Während der Stadtrat im kommenden Jahr also ohne Robert Multrus auskommen muss, gibt es mit Christine Degenhart und Dr. Beate Burkl zwei bekannte Gesichter bei den Freien Wählern/UP. Neu dazugekommen ist Oberbürgermeisterkandidat Christopher Ehrenböck. Er kam auf 3.580 Stimmen, fast 2.000 Stimmen weniger als Christine Degenhart.

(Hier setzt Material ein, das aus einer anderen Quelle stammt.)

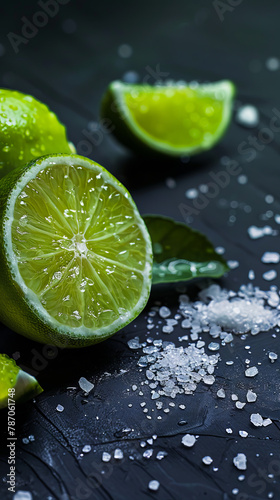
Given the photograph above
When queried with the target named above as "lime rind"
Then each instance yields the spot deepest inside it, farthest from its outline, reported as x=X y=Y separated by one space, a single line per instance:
x=13 y=378
x=28 y=130
x=51 y=330
x=128 y=131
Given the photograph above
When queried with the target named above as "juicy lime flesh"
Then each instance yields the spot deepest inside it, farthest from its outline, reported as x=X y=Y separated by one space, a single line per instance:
x=177 y=116
x=78 y=246
x=8 y=374
x=28 y=129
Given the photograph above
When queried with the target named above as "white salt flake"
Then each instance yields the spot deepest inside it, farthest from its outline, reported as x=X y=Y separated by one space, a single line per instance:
x=271 y=258
x=106 y=457
x=148 y=453
x=164 y=312
x=154 y=485
x=272 y=356
x=259 y=232
x=22 y=495
x=240 y=461
x=256 y=419
x=86 y=448
x=188 y=440
x=251 y=396
x=239 y=405
x=243 y=433
x=118 y=454
x=192 y=193
x=272 y=64
x=233 y=264
x=270 y=275
x=266 y=422
x=247 y=116
x=251 y=372
x=85 y=385
x=161 y=455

Die restlichen fünf Sitze verteilen sich auf „Die Linke“ mit drei Sitzen sowie ÖDP und FDP mit jeweils einem Sitz. Bayerns ältester Kommunalpolitiker Horst Halser hatte bereits vor der Wahl auf eine erneute Kandidatur bei der ÖDP verzichtet, stattdessen konnte sich Johann Hechenthaler einen Platz ergattern. Er bekam 1.600 Stimmen. In die Fußstapfen der langjährigen FDP-Politikerin Maria Knott-Klausner tritt Oberbürgermeisterkandidat Marcus Moga. Er konnte 1.825 Stimmen auf sich vereinen.

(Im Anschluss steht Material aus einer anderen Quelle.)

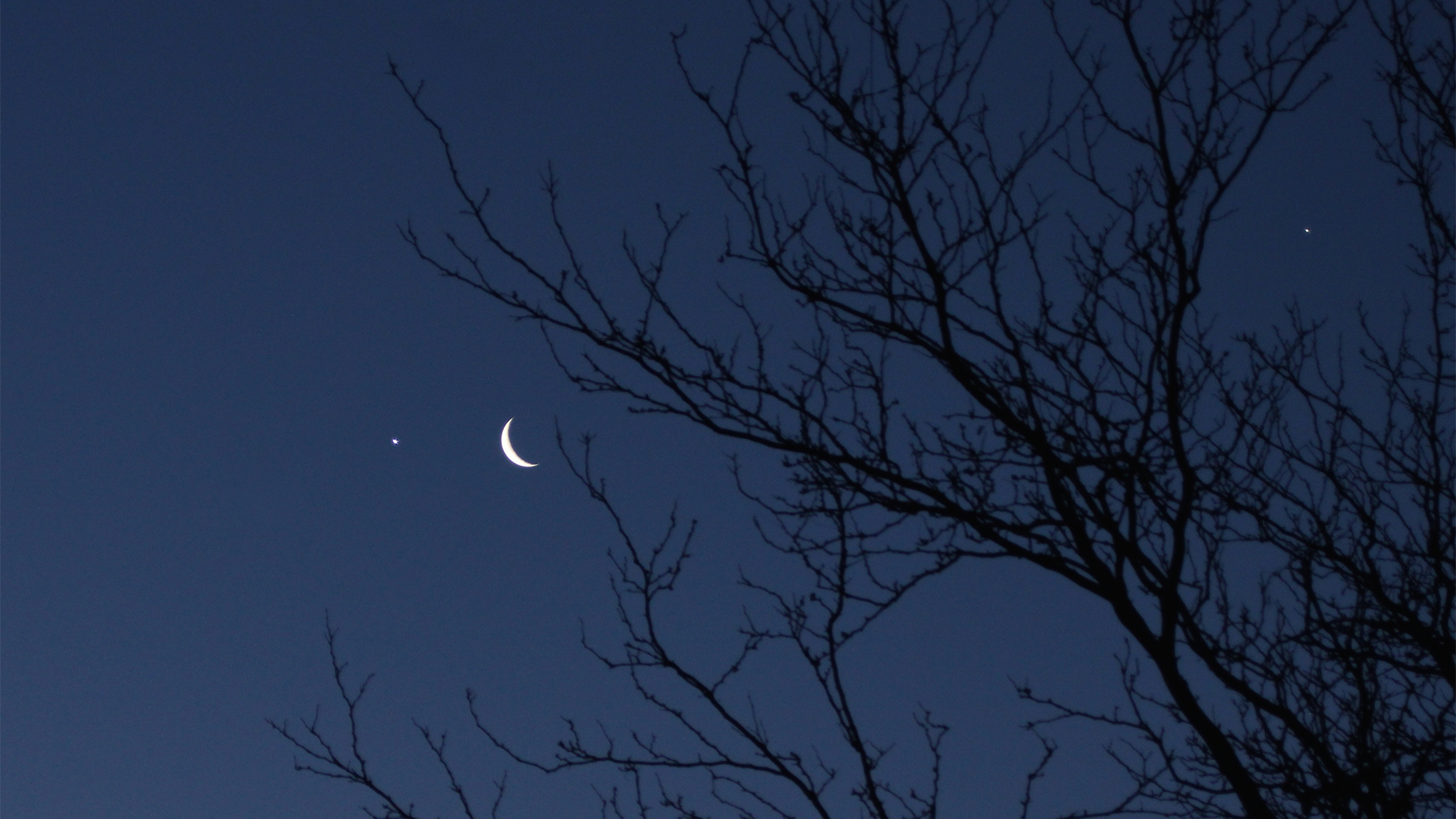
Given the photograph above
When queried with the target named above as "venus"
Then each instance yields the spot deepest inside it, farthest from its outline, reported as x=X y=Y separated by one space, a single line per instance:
x=509 y=449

Für eine Überraschung sorgten die Rosenheimer Linken. Für sie sitzen ab Mai Matthias Menold, Hannah Rohs und Madlen Löffler im Stadtrat. „Dieses Ergebnis ist für uns ein echter Erfolg. Unbezahlbare Mieten sind für so viele Menschen ein Problem – wir sind angetreten, das zu ändern, und nehmen diesen Auftrag an“, sagt Hannah Rohs, Oberbürgermeisterkandidatin der Linken.

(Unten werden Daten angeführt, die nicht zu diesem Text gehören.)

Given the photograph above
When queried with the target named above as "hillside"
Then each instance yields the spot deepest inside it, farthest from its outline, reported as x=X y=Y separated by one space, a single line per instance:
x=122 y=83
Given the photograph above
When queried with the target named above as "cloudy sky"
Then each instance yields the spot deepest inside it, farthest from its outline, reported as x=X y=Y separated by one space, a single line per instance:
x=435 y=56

Nicht mehr im Rosenheimer Stadtrat vertreten sind die Republikaner. „Wir sind total enttäuscht“, sagte Stadtrat Rudolf Hötzel. Nach 34 Jahren endet damit im Mai seine Zeit im Stadtrat. Stolz auf das Erreichte ist er trotzdem. „Wir hatten einen guten Wahlkampf, und ich habe viele positive Zuschriften erhalten“, sagt er. Hötzel will sich auch außerhalb des Gremiums weiterhin für seine Themen starkmachen, darunter die zweite Eisfläche. „Meine Frau ist aber froh, dass es nicht geklappt hat. Jetzt habe ich mehr Zeit für meine Enkelkinder“, verrät er.